Barry is shown a little reluctant in the story to take over his father’s position in the household, through him recalling his childhood, and how he was invisible, not much of a presence on him. But now he is an adult, big for his size and doesn’t need anyone. He walked solidly now, and often alone. He was tall, strongly made, his hands and feet were adult and heavy, the rooms in which all his life he’d moved had grown too small for him. There is a heavy awareness in Barry that his father is dying and that he’ll have to supplant his father. This is also shown in his interaction with the still-outgoing and free Jackie, who has all the time in the world to be young and carefree enough to dally with girls and go have “frivolous” cups of coffee. Barry, however, does not have the freedom to do so, as he has responsibilities now. This settles on him like a big blanket, making his steps heavy.

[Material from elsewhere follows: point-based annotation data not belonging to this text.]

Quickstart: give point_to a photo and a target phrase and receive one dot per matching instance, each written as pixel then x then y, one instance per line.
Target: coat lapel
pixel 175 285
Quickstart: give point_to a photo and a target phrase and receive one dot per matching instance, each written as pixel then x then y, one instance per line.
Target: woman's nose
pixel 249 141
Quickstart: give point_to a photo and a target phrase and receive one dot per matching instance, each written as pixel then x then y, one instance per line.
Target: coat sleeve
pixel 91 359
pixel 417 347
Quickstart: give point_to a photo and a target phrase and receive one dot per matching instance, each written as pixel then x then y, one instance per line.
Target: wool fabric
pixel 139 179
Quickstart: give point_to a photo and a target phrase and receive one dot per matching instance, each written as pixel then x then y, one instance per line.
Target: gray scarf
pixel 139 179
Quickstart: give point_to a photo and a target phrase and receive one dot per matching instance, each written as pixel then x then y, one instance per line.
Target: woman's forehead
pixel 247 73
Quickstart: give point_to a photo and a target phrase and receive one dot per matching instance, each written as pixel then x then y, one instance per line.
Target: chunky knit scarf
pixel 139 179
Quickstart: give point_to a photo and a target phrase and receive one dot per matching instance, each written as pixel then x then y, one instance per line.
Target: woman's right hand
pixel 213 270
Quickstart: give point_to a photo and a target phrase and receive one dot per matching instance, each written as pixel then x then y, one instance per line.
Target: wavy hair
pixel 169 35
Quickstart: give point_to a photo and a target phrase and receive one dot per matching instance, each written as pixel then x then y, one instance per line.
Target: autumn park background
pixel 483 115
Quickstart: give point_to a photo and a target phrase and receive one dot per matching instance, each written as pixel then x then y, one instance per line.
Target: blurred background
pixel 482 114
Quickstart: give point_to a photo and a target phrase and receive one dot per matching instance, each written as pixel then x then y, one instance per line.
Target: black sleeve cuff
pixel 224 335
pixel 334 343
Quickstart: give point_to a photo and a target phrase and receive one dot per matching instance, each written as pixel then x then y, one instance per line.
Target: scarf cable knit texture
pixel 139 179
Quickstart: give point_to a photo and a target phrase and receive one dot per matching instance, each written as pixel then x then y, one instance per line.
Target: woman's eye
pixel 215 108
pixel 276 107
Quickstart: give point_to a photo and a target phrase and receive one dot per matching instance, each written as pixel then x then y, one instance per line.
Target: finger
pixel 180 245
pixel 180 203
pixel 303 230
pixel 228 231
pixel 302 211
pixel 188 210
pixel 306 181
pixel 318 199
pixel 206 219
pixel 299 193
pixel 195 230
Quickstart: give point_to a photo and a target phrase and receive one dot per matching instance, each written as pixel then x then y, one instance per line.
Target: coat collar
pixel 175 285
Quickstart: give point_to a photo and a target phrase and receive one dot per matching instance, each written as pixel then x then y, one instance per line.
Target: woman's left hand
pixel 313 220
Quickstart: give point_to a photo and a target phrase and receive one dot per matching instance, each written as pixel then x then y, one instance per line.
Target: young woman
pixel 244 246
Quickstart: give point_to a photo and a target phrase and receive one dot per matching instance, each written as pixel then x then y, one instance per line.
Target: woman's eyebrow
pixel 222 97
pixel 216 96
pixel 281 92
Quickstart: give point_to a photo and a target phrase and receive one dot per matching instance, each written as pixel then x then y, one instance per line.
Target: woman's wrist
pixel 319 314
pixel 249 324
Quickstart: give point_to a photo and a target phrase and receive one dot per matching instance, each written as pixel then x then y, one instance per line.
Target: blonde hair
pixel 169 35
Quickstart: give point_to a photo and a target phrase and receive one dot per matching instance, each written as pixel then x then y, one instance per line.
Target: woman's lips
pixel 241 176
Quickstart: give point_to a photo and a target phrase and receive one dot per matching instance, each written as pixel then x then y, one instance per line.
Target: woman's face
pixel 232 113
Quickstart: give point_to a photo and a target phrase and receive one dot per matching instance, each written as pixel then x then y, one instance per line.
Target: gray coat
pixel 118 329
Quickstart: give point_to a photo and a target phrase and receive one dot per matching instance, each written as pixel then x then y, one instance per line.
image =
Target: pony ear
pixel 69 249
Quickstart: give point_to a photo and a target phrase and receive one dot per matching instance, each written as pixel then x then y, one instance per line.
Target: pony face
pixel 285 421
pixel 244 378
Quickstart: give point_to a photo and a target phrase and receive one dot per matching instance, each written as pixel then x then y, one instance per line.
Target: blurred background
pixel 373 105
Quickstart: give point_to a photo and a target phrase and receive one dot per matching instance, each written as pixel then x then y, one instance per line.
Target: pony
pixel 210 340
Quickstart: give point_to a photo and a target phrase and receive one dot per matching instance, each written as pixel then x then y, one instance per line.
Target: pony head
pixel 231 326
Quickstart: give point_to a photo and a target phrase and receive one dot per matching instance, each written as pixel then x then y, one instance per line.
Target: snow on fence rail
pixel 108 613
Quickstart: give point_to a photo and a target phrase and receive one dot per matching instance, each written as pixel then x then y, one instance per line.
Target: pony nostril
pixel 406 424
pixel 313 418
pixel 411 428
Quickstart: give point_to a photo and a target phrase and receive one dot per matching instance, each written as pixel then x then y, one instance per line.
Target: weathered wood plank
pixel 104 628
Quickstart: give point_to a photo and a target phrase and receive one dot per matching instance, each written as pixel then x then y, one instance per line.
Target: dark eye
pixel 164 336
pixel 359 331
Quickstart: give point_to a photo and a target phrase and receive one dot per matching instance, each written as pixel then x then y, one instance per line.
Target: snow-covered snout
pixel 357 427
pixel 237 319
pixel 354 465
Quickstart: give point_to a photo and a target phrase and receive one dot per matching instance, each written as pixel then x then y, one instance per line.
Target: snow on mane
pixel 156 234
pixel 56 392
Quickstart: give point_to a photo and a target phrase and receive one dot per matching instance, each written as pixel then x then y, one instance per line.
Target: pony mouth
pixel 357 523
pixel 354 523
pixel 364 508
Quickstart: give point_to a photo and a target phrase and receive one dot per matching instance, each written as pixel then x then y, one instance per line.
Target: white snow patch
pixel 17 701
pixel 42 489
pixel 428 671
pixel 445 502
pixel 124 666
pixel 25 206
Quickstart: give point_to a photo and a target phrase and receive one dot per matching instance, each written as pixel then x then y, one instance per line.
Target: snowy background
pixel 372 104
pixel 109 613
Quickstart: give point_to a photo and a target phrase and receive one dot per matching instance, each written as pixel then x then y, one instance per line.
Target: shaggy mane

This act of shaving is accompanied by several questions from the father to Barry, about his age, whether he’s old enough for this, and comments about his strength. “You’ve got good hands,” his father said. “You can trust those hands, they won’t let you down.” As the shaving proceeds, the father is familiarising himself with this version of his son, all ready to grow up, as Barry is familiarising himself too with his father being old and close to death. The span of this act is the epitome of their lives as they’re both familiar with each other as well as strange. At the end of this act, the father, now satisfied that his son will do good, relinquishes all authority and leans onto his son, symbolising that he has given up the position and left it to Barry, instead of the other narrative of a son wrestling away his father’s authority. The picture in this story presents a more wholesome and warm side of the relationship and that it does not have to be a fight to change the authorial role.  

He leaned his head tiredly against the boy’s shoulder. He was without strength, his face was cold and smooth. He had let go all his authority, handed it over. He lay back on his pillow, knowing his weakness and his mortality, and looked at his son with wonder, with a curious humble pride. “I won’t worry then,” he said. “About anything.”

Barry then carefully puts back all the tools and packs them away, as they have done their final and ultimate job. The act of shaving is not merely shaving, but a ritual, a rite of passage, where a boy is finally an adult and is ready to tackle the world. Barry has finally matured and the setting sun shines its warmth onto Barry for one last minute. The setting sun symbolises the father figure and the warmth that is about to leave Barry forever. But it also symbolises that a new day will dawn and Barry will be made afresh and anew. However, in a terminal act, he looks down at his hands, the same hands that had played a game in the morning and shaved his father, and Barry reminisces about how “these had been small bare hands, not very long ago.” 

The act of shaving is Barry’s goodbye to his father, a final parting act. The season of Spring is apt for this act of departure, as it heralds a new future, and brings in fresh life. Although Barry struggles with this newfound maturity, he is shown ready for it by the end of the story. The act of shaving gave him closure and brought peace to the father. 


Leslie Norris, primarily a poet, has said that he writes “slowly and with great pain, about six poems a year”. He went to school in Coventry, England, and to the University of Southampton, and later served in the Royal Air Force from 1940-1942. He has written a number of books, including collections of poetry and short stories, and plays for the BBC.